Le Tribunal administratif de Montreuil a rejeté la requête de Mme B, qui contestait un arrêté préfectoral d'obligation de quitter le territoire français. La requête a été jugée manifestement irrecevable car elle n'était pas accompagnée de l'acte attaqué, comme l'exige l'article R. 412-1 du code de justice administrative. Malgré une demande de régularisation notifiée via l'application Télérecours citoyens, la requérante n'a pas fourni la pièce manquante dans le délai imparti. L'ordonnance a été rendue sur le fondement du 4° de l'article R. 222-1 du même code.
Le Tribunal administratif de Montreuil a rejeté la requête de M. A, qui demandait l'annulation d'un arrêté du préfet de police du 18 juillet 2024 l'obligeant à quitter le territoire français. La requête a été jugée manifestement irrecevable car elle ne contenait aucun moyen de fait ou de droit, ne permettant pas au juge de se prononcer sur sa légalité. Cette décision a été prise par ordonnance du premier vice-président le 12 juin 2025, sur le fondement des articles R. 222-1 (4°) et R. 411-1 du code de justice administrative.
Le Tribunal administratif de Montreuil, statuant en référé sur le fondement de l'article L. 521-2 du code de justice administrative, rejette la requête de M. A B. Ce dernier demandait la délivrance sous astreinte d'une attestation de prolongation d'instruction pour sa demande de titre de séjour "talent-salarié qualifié", invoquant une atteinte grave à sa liberté d'aller et venir et à son droit au travail. Le juge estime que la condition d'urgence n'est pas remplie et que l'administration n'a pas porté une atteinte grave et manifestement illégale à une liberté fondamentale, d'autant que le caractère complet du dossier n'est pas établi. La requête est rejetée par ordonnance sans instruction ni audience.
Requête de Mme B visant à enjoindre au préfet de la Seine-Saint-Denis de statuer sur sa demande de renouvellement de titre de séjour, sur le fondement de l'article L. 521-3 du code de justice administrative.

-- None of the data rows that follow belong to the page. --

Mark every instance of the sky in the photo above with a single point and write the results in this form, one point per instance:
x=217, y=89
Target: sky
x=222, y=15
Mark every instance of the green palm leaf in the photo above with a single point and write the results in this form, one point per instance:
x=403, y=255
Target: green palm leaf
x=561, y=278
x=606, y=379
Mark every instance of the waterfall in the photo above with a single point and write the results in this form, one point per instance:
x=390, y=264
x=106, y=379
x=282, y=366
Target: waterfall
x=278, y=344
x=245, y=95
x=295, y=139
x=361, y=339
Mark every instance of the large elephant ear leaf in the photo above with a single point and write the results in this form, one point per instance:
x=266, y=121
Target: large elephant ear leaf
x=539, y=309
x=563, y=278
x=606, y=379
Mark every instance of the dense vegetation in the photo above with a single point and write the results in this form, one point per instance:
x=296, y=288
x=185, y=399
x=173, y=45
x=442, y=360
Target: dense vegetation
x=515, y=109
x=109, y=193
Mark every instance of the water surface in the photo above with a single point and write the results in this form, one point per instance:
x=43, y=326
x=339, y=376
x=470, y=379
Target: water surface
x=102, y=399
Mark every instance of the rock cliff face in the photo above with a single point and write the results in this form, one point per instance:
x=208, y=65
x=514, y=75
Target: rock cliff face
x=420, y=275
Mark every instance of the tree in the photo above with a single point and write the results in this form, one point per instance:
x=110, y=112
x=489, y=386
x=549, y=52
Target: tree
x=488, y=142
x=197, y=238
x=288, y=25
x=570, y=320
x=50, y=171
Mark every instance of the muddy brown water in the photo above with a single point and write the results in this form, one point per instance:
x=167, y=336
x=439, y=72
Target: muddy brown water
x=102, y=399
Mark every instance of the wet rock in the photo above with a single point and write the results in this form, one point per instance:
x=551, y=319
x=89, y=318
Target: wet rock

Le Tribunal administratif de Montreuil, statuant en référé, rejette la requête comme manifestement irrecevable, faute de conclusions et moyens clairement identifiables se rattachant à l'office du juge des référés.
Le Tribunal Administratif de Montreuil, statuant en référé sur le fondement de l'article L. 521-3 du code de justice administrative, a rejeté la demande de M. B, ressortissant serbe, qui sollicitait une injonction pour obtenir un rendez-vous en préfecture afin de déposer une demande de renouvellement de son titre de séjour "salarié". Le juge a constaté que la demande de renouvellement de l'intéressé relevait d'une téléprocédure accessible en ligne via l'ANEF, et non d'une prise de rendez-vous physique, rendant la mesure demandée inutile. En conséquence, la requête a été rejetée comme manifestement mal fondée, sans qu'il soit besoin d'examiner la condition d'urgence.
Le Tribunal administratif de Montreuil a donné acte du désistement de la requête de M. A, qui contestait un arrêté du préfet de police du 18 mars 2025 l'obligeant à quitter le territoire français. Le requérant avait annoncé la production d'un mémoire complémentaire dans sa requête sommaire, mais ne l'a pas déposé dans le délai de quinze jours prévu par l'article R. 911-6 du code de l'entrée et du séjour des étrangers et du droit d'asile. En application de ce texte, il est réputé s'être désisté, ce dont le tribunal a pris acte par ordonnance.